Israel’s Monday attacks against Iran's consulate building in Damascus have been the deadliest since the inception of the ongoing conflict in the region, killing seven IRGC forces, including two top commanders.
The most prominent figure killed in the recent attacks was Mohammad Reza Zahedi, the highest-ranking commander of the Iranian Revolutionary Guards Quds Force (IRGC-QF) in Lebanon and Syria. Qods Force is the IRGC’s overseas branch coordinating proxy activities.
Zahedi, 63, joined the basij militias as a teenager and became involved in suppressing protesters. He was a mid-level commander during the Iran-Iraq war and was known by the pseudonym Ali Zahedi. In the mid-2000s, he went to Lebanon where he quickly established a strong network within Hezbollah, to the point he became “the only non-Lebanese member of the group’s council,” Amwaj Media reported.
Zahedi was appointed by Supreme Leader Ali Khamenei as the commander of the IRGC ground forces in 2006. He was later transferred to the IRGC Qods Force. According to his son, Zahedi had not returned to Iran since the start of the Gaza war, sparked by Iran-backed Hamas’s invasion of Israel, and only recently spent a few days in the country on the occasion of Nowruz, Iranian New Year.
The second most important person killed in Israel’s Monday strike was Zahedi’s deputy Mohammadhadi Haji Rahimi. Iranian media have called him the deputy coordinator of the IRGC Qods Force. According to reports, he had been a member of the Quds Force since it was formed and was one of its first commanders. Like Zahedi, Haji Rahimi was also a veteran of the Iran-Iraq war and participated in other regional wars in which Iran was involved in some way.
Hossein Amanollahi, Mehdi Jalalati, Mohsen Sedaghat, Ali Agha-Babaei, and Ali Salehi Rouzbahani were the other five members of the IRGC Quds Force who lost their lives in Israel’s Monday strikes.
In the past few months, two other high-ranking IRGC commanders were killed in suspected Israeli attacks in Syria: Razi Moussavi and Hojjatollah Omidvar.
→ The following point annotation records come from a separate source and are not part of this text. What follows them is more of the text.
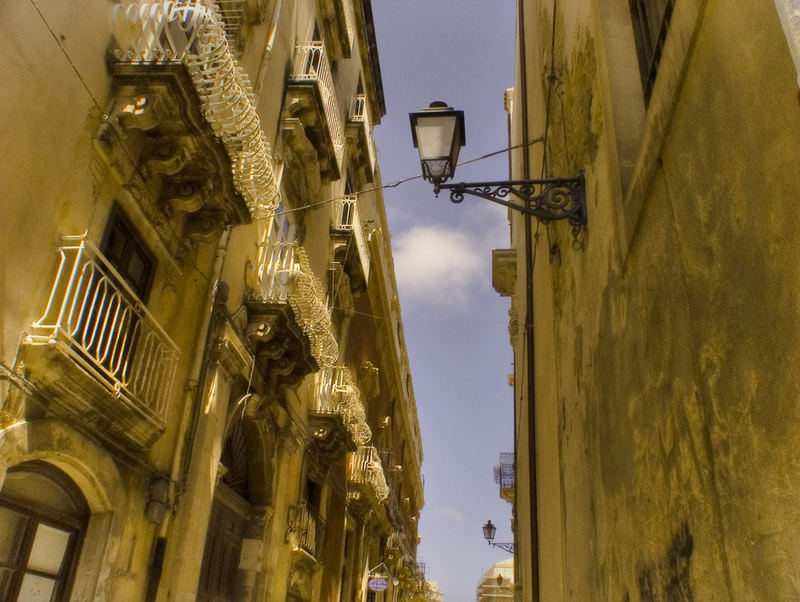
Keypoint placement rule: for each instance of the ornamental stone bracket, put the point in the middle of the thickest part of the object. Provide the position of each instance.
(156, 139)
(304, 106)
(282, 350)
(330, 441)
(358, 151)
(302, 178)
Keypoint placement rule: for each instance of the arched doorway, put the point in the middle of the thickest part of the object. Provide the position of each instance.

Razi Mousavi (aka Seyyed Razi) was targeted by a direct airstrike on December 25. He headed IRGC’s ‘logistics’ and military coordination in Syria, getting weapons for and coordinating Iran-backed forces in Syria and Lebanon.
On January 20, a building in Damascus’s Mazzeh neighborhood was struck in an attack which claimed the life of Hojjatollah Omidvar (also known as Hajj Sadegh), a senior IRGC commander. He served as the deputy intelligence chief of Qods Force in Syria. Four other IRGC officers were also killed in the strike: Ali Aghazadeh, Saeed Karimi, Mohammad Amin Samadi and Hossein Mohammadi.
Among other IRGC victims of the alleged Israeli attacks are Behrouz Vahedi (targeted in Deir ez-Zor, March 26), Reza Zarei (targeted in Baniyas, March 1), Saeed Alidadi (targeted in south of Damascus, February 2), and Mohammadali Ataei Shourcheh and Panah Taghizadeh (both targeted in Damascus, December 2). The Iranian media have described them as “military advisers.”